In another class, where we were made to spend time working out complex algebra problems on paper, the NI would shout out solutions before anyone else had even gotten their pencils out. I was supposed to keep my dumb smartphone in my pocket. Take it out and it gets taken away. But all the tools I had on it, internet and calculator and aps and friends, were all right there in the NI’s brain, and nobody could take THAT away. They knew answers to problems before I even had my pencil out. Wait … sorry I said that already.

Each week, more kids would show up on bamNI. In less than a month, the question changed from, “Who is on bamNI?” to, “Who is not on bamNI?” In fact, where they used to say non-NI for someone not yet integrated, they started just saying Non. It was like being a non-person. I wasn’t going to allow myself to be a Non. To not make bamNI a part of your life was to not have a life. So I went to work on my parents. And after so many nights of negotiation, they agreed to call our service provider.

*

The device looked sick and twisted before it was installed. It was draped over the installation table, which was the same type of table used for examinations at the doctor’s office. It was see-through, but not really. Kind of in a milky way, like molted snakeskin, white and scaley. The installer held it up for us to inspect before the procedure.

“What are those needles in the neck of the suit?” my dad asked.

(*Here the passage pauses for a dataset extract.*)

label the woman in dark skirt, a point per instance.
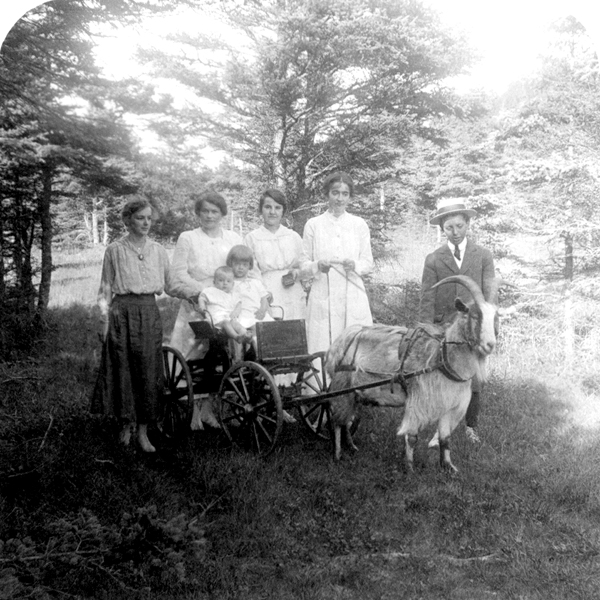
(131, 371)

“Just some of the connections,” the installer explained. “Some of them are the inputs, where the brain sends information to bamNI. Others are outputs: bamNI sending information back to the user. Then these right here,” he said, running his gloved finger over a set of longer needles, “these are the SD injectors. They’ll go right into the back of the skull. Safely, of course.”

“SD? What the heck is SD?”

“Dad!” I yelled, mortified.

“It’s okay,” the installer said to me. “These are good questions. SD is synthetic dopamine. Dopamine is a chemical messenger in your brain that’s partly responsible for pleasure. Dopamine is released naturally when you get rewards, and we know that using standard forms of social media causes such releases. When someone likes your selfie, the brain releases dopamine, everything feels great.”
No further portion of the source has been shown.